Après l’échec des télécentres et la fermeture de la plupart des cybercafés dans le pays, les bibliothèques restent un lieu privilégié pour la formation de la population au numérique en général et à Internet en particulier. Elles peuvent contribuer à la baisse sensible ou même à l’annulation des coûts de formation. Mais pour cela, il est important qu’elles-mêmes soient mieux équipées en outils informatiques et dotées de personnels capables d’assurer la formation aux TIC. Il est indispensable aussi que les bibliothèques disposent de locaux suffisamment aménagés pour les activités de formation.

Perspectives

Au risque de paraître conservateur, voir technophobe, il semble que les bibliothèques maliennes ne soient pas encore prêtes à un usage professionnel pertinent, varié et riche du numérique. Certes, des mesures formidables et novatrices ont été définies dans la Politique nationale et dans le Plan Stratégique national des TIC. Certes, il existe actuellement, et ce grâce à la formation des bibliothécaires à l’IUT, des professionnels en sciences de l’information susceptibles de porter les projets numériques. Mais les fondamentaux du fonctionnement des bibliothèques ne sont malheureusement pas encore réunis.

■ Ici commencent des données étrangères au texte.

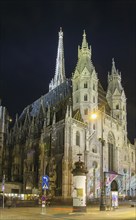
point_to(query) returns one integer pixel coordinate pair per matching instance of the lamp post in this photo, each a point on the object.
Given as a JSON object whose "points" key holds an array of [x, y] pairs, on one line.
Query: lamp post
{"points": [[102, 179]]}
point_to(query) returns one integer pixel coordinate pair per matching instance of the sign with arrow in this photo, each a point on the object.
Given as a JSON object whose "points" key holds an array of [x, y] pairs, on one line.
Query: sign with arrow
{"points": [[45, 182]]}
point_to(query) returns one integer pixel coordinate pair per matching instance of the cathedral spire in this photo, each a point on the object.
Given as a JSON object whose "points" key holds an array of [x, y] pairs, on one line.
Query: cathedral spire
{"points": [[113, 69], [84, 42], [60, 67]]}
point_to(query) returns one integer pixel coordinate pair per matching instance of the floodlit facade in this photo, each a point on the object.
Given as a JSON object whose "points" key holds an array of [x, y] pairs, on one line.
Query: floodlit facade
{"points": [[46, 138]]}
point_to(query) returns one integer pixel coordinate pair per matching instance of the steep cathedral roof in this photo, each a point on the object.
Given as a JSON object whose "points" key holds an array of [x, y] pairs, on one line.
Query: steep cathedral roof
{"points": [[59, 76]]}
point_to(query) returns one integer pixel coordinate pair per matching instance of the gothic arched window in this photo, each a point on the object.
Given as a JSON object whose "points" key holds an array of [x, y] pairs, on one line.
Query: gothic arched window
{"points": [[85, 97], [132, 157], [85, 85], [86, 111], [77, 138]]}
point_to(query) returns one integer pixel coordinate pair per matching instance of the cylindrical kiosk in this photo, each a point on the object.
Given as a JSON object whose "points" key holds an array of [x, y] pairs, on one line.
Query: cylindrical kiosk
{"points": [[79, 186]]}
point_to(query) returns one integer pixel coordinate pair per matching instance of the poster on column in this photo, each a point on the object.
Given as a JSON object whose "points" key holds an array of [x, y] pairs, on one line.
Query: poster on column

Il s’agit entre autres du budget d’acquisition (garant de la richesse et de l’actualité des fonds documentaires), des locaux appropriés, des équipements et outils informatiques adéquats, et surtout d’un cadre clair, fonctionnel et efficace de gestion et de coordination des bibliothèques. Ainsi, pour paraphraser Esther Olembé, Directrice des Archives nationales du Cameroun, au sujet des archives africaines, il serait préférable de garder les bibliothèques en l’état, de réunir d’abord les fondamentaux pour leur épanouissement plutôt que de se lancer dans des projets d’informatisation, de numérisation et de mise en ligne de ressources sans lendemain (Foka, 2018). Le proche avenir des bibliothèques maliennes n’est pas la recherche à outrance des moyens de mise en réseau informatique de leurs ressources, mais leur dotation en budget d’acquisition et en ressources matérielles, humaines et financières pour leur bon fonctionnement. Le numérique ne peut pas pallier l’absence d’un budget d’acquisition dans un contexte d’édition presque exclusivement papier et de faiblesse avérée des contenus numériques locaux.

Conclusion

Le numérique dans les bibliothèques maliennes reste marginal, tant en termes de ressources documentaires qu’en termes de moyens d’accès à ces ressources. Les réseaux informatiques dans les bibliothèques ne sont pas fiables et ne peuvent permettre une gestion professionnelle de ces bibliothèques et un accès rapide, fiable et diversifié aux ressources. Dans un contexte d’absence quasi-totale des fondamentaux du fonctionnement des bibliothèques, la priorité devrait être donnée à la recherche de moyens pour enrichir les fonds documentaires, améliorer les locaux, moderniser les équipements, recruter du personnel qualifié et perfectionner le cadre de gestion des bibliothèques.